Even at age 9, given my interest in LGBT equality, I wanted to partake in this event, too. My sister and I researched the event and found printable cards to show our teachers when they called on us during class. By this point in my life, I knew that some people weren’t as comfortable as I was with LGBT issues, so I made my own card, which focused more on bullying in general and was not focused solely on gay rights. Some of my classmates even joined me in not talking for the whole day.
I participated in the event on my own again in fifth grade, but in sixth grade, I was ready for more. In order to become a bat mitzvah at my synagogue, Temple Beth Elohim in Wellesley, MA, I was required to do a community service project. There were plenty of options, but none of them excited me as much as the idea of working with an organization I was interested in.
This desire, along with some parental guidance, lead me to Keshet, a Boston-based organization that works for the full inclusion of lesbian, gay, bisexual, and transgender Jews in Jewish life. I shared with them my big idea: making Day of Silence an official event at my middle school.

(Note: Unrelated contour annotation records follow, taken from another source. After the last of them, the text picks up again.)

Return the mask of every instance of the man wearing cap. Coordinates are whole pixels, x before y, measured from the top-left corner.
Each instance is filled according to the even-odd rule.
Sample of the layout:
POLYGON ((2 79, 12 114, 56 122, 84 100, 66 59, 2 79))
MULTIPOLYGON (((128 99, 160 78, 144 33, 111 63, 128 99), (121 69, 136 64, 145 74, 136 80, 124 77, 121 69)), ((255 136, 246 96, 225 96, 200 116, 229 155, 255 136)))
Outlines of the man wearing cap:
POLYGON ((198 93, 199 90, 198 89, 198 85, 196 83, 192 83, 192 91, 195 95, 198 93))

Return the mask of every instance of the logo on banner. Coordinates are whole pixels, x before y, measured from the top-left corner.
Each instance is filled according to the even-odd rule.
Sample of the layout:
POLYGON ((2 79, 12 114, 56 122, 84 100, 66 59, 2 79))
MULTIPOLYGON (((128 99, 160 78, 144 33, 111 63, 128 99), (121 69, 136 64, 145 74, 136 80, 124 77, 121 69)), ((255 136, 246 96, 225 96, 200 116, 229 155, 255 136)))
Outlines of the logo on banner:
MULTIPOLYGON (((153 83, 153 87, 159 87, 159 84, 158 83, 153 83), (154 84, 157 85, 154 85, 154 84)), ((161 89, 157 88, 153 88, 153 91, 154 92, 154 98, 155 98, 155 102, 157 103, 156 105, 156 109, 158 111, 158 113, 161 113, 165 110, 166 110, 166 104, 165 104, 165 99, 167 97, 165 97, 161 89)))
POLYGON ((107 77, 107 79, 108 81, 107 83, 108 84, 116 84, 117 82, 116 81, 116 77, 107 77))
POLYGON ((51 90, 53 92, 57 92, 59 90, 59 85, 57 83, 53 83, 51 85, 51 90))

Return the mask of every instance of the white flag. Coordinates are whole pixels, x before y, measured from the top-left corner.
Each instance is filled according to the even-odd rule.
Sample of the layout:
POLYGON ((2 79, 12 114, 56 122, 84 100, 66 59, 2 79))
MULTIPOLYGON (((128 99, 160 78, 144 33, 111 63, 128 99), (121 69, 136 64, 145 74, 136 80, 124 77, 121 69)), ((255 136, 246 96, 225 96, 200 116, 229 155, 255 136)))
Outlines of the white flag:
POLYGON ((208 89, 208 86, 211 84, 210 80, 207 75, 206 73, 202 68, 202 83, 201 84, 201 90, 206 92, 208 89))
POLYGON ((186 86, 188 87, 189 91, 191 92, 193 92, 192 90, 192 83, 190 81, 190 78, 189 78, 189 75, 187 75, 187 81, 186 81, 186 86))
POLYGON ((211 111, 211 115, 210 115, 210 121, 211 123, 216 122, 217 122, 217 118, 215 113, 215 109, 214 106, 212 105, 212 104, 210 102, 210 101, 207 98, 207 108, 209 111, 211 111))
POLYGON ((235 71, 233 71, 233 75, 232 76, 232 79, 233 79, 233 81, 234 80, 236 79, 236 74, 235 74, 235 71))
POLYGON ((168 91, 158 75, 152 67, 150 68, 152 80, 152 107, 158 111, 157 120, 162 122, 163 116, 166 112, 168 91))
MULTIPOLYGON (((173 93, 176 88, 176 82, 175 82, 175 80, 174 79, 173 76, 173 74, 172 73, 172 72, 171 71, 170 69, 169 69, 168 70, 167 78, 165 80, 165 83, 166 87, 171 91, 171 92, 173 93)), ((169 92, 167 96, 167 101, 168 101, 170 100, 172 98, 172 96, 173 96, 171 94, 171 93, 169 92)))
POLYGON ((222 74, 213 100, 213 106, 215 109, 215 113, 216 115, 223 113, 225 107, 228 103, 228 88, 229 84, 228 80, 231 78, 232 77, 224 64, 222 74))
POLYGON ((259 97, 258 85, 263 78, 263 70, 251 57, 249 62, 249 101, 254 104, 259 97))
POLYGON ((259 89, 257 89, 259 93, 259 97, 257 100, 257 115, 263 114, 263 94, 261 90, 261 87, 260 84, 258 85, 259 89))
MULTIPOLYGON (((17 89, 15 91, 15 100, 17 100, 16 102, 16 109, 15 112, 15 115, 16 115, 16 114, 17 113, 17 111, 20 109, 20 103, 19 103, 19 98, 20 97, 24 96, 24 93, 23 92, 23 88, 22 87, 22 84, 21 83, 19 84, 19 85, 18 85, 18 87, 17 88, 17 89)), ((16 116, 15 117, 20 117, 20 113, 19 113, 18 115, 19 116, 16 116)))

The Keshet staff was completely on board and ready to help me with anything I needed. They guided me in speaking to my principal about my idea, who, it turned out, could not have been more excited. Day of Silence at Dedham Middle School officially made it onto her “to-do” list, and she was thrilled to support me in making it happen.
There were some bumps in the road along the way. I worked with a teacher and a small group of students, but my co-leader soon quit, saying she refused to take part in anything that supported queer people. We made posters advertising the event, making it clear that this was to support teens who were getting bullied for being queer, but when we began to hang them up, an adult working at the school stopped us. She told us parent/teacher conferences were that night and they didn’t want parents thinking the school supported gay rights. I was upset, but we put the posters back up the next day, telling her that the principal had given us permission and that we were going to put them up no matter what.
When the Day of Silence arrived, I nervously prepared my speech for the assembly to kick of the event. Seventy-five students had committed to participating – but when the auditorium doors opened on that dreary Wednesday morning in April, 250 kids filed in. I couldn’t believe my eyes: 250 kids, all there to stand up and make a difference! Most of them stayed silent the whole day, and at the closing assembly, when we did a silent countdown, I felt more proud than I ever thought I could be. My principal even shared with me an email from an openly gay former student whose sister told him about the event. He thanked me for helping to make our school a more accepting community, and that was when I knew I’d had the impact I wanted.
Since then, what began as a bat mitzvah project has turned into much more. The next year, even more kids participated – and I’ve since turned my passion into action by participating in the first-ever LGBTQA Jewish Teen Shabbaton in 2012 (and again in 2013), sponsored by Keshet. I’m helping plant this year’s 2014 Shabbaton, and I invite you to come be a part of it.
The continued support of Keshet, my family, and so many people at school even gave me the courage to come out publicly as bisexual. The Talmud teaches,
“That which is hateful to you, do not do to your fellow. That is the whole Torah; the rest is commentary.”
I don’t think there was ever a time in my life where this concept was more present. To me, this passage tells us to respect others no matter who they are or who they want to be — and to live life not for yourself but for each other.
Caroline Barkowitz is a student in the Dedham public school system in Dedham, MA, and is a part of Temple Beth Elohim’s Hayayah program. She is also a member of her temple’s youth group, BELY, and is active in NFTY. She loves musical theater and has a passion for video and photography.